NPT 2015 | Monks and Peace Walkers Pray at the U.N.

April | 2015
Vanessa W. Lynch

Nipponzan Myohoji monks, Footprints for Peace and organizers from across the world met in front of the United Nations to call for nuclear disarmament and demilitarization at the opening of the Nuclear Non-Proliferation Treaty Review Conference. Every five years when the conference takes place signatories meet to discuss their nuclear arsenals and what they are doing to phase out nuclear power. The treaty classifies nuclear power as an “inalienable right” to all countries.

Protesters, monks, peace walkers, and Hibakusha (survivors of the atomic bombings of Hiroshima and Nagasaki in 1945) gather every five years to call for an end to nuclear weapons, power, and uranium mining.

In the contingent stood elders who had traveled from West Australia with the group Footprints for Peace where their homelands and sacred sights are at risk of being destroyed and polluted by uranium mining.
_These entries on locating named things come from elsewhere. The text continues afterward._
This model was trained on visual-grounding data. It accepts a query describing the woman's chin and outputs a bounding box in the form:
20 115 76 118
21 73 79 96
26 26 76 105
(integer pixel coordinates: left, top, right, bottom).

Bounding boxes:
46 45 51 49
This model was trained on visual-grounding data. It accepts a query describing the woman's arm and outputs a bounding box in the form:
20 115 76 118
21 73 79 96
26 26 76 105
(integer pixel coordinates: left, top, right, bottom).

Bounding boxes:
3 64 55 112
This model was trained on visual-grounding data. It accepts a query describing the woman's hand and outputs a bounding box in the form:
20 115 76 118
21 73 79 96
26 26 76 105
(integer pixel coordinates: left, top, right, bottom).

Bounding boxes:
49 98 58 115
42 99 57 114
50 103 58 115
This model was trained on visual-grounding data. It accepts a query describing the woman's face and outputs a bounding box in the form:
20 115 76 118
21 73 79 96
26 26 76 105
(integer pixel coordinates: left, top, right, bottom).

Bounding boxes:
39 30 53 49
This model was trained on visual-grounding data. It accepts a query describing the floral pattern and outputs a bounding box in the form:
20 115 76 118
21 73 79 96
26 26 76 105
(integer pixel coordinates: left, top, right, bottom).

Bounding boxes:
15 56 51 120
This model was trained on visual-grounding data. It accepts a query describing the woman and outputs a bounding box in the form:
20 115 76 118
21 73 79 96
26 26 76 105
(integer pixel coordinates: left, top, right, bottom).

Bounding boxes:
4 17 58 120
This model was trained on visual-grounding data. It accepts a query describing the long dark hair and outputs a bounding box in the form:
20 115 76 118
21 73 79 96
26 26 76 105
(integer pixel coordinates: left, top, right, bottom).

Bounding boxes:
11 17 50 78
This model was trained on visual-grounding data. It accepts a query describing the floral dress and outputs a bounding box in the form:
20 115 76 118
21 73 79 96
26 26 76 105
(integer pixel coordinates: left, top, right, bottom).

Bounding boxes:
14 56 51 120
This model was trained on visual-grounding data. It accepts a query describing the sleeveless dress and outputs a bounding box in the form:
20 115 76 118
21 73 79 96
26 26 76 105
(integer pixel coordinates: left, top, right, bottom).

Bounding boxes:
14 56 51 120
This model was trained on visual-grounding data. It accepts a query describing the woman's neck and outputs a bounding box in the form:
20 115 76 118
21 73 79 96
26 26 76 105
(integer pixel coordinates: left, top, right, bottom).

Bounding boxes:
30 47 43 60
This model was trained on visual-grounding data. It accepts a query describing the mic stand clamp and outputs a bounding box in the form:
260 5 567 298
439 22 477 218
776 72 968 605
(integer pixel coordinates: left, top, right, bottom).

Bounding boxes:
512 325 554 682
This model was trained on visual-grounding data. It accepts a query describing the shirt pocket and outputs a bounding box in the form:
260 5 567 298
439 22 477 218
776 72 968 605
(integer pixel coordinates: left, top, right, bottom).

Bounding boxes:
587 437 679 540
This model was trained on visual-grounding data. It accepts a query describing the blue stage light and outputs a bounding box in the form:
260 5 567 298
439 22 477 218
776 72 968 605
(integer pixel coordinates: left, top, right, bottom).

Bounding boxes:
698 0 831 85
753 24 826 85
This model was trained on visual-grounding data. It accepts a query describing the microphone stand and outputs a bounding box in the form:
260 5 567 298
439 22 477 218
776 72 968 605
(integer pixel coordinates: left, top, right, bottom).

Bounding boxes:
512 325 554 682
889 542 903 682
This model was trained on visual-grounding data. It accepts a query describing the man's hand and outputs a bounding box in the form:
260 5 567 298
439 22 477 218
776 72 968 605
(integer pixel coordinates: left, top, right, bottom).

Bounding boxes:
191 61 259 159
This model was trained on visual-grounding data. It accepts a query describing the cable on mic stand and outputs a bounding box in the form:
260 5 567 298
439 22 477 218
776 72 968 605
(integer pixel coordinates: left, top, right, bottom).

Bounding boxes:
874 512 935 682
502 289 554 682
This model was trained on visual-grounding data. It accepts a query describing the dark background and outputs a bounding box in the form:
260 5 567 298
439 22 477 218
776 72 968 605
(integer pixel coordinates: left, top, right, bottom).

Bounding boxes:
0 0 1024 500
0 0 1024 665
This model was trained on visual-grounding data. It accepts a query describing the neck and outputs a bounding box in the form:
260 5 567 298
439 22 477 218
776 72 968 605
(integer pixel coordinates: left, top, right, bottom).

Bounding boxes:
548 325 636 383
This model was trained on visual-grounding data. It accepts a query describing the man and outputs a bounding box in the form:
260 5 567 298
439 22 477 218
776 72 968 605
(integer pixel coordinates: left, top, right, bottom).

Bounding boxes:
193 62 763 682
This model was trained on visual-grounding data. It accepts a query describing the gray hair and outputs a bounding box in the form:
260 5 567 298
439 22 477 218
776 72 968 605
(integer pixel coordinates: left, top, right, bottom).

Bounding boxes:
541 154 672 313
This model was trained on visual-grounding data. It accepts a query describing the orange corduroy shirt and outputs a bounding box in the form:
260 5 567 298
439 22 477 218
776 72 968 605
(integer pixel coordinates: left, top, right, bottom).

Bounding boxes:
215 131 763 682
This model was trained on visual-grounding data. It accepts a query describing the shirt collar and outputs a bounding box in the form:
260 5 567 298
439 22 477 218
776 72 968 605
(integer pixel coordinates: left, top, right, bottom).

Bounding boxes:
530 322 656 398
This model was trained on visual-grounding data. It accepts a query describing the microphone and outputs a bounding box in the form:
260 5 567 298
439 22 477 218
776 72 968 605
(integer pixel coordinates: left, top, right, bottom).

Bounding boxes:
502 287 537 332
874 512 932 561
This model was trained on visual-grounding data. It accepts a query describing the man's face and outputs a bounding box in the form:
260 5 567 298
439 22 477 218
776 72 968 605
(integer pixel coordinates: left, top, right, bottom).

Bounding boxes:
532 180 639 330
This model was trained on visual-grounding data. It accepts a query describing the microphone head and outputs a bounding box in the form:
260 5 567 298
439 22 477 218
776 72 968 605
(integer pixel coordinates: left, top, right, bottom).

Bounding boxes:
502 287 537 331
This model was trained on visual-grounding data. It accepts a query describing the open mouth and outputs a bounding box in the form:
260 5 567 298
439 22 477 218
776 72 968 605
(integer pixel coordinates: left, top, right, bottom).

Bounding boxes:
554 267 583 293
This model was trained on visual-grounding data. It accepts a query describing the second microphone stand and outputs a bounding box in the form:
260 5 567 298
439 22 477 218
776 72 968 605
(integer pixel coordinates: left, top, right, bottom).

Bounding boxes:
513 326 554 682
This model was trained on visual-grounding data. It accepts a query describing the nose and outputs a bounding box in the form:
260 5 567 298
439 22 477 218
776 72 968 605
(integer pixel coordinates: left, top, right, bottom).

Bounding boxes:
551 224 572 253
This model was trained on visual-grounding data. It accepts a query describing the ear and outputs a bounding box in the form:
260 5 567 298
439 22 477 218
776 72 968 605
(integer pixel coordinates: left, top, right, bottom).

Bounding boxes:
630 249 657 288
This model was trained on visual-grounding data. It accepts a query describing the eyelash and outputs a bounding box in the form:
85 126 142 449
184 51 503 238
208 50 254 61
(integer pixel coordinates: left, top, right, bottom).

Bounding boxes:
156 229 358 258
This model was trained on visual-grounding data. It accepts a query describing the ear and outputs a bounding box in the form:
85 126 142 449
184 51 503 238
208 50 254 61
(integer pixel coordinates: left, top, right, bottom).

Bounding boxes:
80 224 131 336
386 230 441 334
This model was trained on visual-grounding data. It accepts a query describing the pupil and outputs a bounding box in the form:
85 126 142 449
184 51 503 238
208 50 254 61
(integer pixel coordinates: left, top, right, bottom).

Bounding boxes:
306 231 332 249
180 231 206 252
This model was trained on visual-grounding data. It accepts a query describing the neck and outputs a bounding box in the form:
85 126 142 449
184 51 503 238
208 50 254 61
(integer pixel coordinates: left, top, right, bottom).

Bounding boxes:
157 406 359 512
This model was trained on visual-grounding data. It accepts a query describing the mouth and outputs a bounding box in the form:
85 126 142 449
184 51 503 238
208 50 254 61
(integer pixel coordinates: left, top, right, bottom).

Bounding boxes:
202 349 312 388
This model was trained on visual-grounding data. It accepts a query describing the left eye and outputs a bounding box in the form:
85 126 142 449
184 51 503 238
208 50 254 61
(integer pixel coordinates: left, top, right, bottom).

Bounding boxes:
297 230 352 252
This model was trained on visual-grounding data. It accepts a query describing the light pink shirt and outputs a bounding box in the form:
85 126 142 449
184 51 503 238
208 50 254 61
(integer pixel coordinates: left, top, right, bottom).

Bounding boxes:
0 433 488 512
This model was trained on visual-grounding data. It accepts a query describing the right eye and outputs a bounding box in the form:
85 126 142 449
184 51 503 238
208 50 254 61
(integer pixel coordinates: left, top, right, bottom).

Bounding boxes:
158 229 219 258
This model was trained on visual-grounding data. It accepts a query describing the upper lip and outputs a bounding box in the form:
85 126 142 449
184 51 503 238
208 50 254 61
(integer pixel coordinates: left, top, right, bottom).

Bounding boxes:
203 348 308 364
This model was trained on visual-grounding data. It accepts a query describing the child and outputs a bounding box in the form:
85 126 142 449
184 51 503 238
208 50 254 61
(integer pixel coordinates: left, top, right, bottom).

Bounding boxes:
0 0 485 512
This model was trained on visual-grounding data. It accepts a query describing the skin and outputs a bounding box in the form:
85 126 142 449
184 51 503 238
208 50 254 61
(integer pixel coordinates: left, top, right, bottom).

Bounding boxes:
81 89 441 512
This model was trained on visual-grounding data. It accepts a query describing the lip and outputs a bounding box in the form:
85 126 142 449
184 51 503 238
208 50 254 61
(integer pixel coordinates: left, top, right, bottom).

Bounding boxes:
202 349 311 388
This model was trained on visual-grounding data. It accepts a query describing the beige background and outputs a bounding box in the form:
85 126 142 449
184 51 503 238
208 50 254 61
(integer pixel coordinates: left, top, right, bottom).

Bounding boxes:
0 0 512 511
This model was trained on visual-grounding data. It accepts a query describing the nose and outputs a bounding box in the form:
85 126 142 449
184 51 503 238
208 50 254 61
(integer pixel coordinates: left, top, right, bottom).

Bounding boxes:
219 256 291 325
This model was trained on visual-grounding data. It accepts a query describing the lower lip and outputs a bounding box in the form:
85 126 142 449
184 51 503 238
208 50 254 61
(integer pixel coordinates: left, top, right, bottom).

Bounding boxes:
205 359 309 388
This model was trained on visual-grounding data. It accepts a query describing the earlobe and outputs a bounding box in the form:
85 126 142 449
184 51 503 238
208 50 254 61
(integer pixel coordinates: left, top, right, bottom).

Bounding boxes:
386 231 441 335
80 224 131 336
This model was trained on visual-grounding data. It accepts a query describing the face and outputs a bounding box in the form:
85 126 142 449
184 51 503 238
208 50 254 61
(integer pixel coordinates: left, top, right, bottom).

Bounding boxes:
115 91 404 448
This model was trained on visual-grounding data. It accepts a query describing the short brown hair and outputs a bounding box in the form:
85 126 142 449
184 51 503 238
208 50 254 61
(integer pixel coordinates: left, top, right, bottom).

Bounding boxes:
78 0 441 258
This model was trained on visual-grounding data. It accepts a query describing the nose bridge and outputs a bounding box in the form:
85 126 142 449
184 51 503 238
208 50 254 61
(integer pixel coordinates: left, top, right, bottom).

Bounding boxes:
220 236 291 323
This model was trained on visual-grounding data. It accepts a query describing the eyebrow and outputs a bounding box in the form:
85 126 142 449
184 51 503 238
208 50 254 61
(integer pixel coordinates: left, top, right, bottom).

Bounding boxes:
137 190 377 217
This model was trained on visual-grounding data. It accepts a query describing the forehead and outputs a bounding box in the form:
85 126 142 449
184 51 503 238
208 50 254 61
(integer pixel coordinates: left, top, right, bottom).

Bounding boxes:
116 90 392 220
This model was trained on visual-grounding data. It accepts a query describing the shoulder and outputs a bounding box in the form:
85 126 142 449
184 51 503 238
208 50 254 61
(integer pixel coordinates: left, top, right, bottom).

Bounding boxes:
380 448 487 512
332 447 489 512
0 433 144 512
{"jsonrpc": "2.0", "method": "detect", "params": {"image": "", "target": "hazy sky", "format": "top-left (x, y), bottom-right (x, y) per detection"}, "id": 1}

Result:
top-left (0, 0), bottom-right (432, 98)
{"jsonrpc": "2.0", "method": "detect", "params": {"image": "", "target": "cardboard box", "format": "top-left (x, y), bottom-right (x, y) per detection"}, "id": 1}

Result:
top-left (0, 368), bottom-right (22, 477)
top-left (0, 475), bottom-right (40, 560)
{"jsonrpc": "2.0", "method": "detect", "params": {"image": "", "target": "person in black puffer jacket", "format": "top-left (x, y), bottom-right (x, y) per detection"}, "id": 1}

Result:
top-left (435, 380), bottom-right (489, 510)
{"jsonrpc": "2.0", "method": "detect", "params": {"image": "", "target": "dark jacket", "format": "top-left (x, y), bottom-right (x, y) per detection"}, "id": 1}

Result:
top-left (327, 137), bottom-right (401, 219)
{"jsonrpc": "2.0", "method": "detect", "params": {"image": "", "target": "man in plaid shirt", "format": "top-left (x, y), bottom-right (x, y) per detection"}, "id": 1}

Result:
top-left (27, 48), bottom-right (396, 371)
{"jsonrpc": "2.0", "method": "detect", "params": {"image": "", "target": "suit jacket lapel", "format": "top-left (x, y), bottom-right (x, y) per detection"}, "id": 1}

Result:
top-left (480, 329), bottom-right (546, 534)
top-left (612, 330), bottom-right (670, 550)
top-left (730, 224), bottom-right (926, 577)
Uranium tailings and waste are also used as weapons of war and Fallujah, Iraq is an example of the kind of reaction this radioactivity has on humans.

The group included people from Okinawa who are currently fighting to stop the building of a nuclear base on their island, students from Japan, Footprints for Peace organizers from the US, France, and Australia. The group walked, ran, and rode bicycles from various nuclear sites across the country praying, and spreading a message of hope and disarmament for 45 days before landing in New York City.

On the final day before the group separated organizers from the Western Mass chapter of Black Lives Matter (BLM413) joined the group with a message of solidarity.